Actual and desired tracking trajectory \(\ (p_{1}=-1\) and \(p_{2}=2)\)

6 Conclusion

An online event-triggered ADP method is suggested to overcome the robust tracking control for nonlinear systems with unknown dynamics and constrained inputs. The value function with the non-quadratic function is constructed to equate the robust tracking problem with the optimal tracking control. Then, a single-critic network is applied to approximate the ideal value function and obtain the solution of the HJB equation for the optimal control law action. The designed ETC-based robust control law is updated in a continuous segmented manner, which significantly reduces the number of controller updates and relaxes computational costs.
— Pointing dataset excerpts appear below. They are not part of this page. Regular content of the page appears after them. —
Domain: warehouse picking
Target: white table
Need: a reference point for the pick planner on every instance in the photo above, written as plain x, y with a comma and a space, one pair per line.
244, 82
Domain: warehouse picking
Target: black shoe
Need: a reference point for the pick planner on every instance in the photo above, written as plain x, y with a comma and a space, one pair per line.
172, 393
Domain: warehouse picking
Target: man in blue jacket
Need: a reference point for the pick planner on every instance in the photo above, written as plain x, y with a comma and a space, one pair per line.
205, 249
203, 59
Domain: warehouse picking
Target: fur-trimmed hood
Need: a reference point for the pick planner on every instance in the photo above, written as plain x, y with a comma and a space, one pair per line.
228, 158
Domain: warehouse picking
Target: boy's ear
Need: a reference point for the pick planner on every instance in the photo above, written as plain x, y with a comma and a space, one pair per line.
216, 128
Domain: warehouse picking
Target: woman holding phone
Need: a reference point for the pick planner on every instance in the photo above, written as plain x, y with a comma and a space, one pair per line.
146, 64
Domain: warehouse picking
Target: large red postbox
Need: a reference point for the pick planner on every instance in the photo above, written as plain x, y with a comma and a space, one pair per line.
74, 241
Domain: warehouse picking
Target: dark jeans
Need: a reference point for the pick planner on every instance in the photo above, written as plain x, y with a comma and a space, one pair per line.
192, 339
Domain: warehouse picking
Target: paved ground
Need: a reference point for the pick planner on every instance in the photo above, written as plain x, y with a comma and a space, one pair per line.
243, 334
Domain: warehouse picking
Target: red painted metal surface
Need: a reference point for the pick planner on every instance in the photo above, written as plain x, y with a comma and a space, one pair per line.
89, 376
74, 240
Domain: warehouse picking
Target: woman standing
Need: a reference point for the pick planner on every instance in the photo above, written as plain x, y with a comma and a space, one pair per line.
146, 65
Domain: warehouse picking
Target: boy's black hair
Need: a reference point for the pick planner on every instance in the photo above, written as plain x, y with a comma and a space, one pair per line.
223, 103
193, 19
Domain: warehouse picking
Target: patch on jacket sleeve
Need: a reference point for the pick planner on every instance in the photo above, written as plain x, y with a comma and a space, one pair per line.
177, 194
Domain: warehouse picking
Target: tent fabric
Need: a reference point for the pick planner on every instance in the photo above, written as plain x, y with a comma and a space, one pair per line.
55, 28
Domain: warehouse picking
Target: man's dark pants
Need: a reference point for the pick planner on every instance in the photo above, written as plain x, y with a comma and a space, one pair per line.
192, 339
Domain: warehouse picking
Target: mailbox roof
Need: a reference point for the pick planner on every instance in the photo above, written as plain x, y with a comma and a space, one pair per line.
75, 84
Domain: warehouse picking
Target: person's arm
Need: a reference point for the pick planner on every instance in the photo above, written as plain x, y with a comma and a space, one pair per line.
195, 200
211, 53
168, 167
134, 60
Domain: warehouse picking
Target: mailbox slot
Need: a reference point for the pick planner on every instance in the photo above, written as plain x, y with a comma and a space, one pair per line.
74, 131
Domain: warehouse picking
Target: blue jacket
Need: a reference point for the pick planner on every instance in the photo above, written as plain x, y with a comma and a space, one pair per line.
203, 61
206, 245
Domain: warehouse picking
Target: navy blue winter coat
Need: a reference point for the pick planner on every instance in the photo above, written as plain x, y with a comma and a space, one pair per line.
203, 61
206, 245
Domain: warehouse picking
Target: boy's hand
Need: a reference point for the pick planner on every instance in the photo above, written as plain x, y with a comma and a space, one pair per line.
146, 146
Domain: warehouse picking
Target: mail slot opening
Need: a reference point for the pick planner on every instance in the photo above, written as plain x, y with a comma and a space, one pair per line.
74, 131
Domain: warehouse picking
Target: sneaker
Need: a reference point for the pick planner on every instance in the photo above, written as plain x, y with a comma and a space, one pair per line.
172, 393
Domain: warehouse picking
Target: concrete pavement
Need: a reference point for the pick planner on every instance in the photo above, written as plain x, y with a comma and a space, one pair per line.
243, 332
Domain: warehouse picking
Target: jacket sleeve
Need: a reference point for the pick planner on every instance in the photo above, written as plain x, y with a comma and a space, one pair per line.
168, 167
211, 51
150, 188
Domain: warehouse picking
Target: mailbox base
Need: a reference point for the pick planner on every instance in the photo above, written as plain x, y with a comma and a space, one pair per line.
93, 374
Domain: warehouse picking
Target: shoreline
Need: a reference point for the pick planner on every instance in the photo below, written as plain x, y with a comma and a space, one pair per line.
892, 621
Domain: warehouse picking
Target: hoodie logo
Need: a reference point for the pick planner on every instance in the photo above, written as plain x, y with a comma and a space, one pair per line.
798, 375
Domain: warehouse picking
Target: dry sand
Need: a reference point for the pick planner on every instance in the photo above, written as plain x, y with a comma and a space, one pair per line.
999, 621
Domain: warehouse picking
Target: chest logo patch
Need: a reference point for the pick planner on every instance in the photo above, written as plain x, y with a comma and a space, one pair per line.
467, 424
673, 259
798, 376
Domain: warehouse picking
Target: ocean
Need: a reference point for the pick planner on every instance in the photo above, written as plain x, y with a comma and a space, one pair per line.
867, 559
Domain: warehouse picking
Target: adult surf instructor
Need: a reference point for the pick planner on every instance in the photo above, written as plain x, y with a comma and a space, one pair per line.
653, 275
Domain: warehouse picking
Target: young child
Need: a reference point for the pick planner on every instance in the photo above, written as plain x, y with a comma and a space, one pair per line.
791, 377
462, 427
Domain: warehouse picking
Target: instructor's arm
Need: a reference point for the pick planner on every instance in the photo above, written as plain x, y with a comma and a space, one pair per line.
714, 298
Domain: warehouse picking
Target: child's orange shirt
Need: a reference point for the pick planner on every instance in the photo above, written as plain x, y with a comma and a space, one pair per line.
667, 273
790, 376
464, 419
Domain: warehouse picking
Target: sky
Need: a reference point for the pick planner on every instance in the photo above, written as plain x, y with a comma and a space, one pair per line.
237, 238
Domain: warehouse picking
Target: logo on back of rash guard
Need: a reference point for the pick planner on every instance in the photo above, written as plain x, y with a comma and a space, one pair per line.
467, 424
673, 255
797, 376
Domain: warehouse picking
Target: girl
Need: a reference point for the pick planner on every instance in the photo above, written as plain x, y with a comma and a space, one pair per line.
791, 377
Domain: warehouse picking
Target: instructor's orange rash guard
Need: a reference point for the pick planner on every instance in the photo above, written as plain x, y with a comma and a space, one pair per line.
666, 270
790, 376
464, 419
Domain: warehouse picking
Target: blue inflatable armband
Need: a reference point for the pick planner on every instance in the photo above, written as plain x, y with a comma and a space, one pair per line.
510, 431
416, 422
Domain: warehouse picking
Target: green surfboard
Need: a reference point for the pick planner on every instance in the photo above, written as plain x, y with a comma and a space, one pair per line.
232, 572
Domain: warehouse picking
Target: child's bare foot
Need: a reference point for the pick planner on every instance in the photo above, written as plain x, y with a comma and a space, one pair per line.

Two examples are provided to verify the robustness of the proposed algorithm for tracking control systems. However, in practice, complicated nonlinear systems are accompanied by model-free or uncertain mismatches, and solving such problems is our future work.

Data availibility

All data generated or analyzed during this study are included in this article.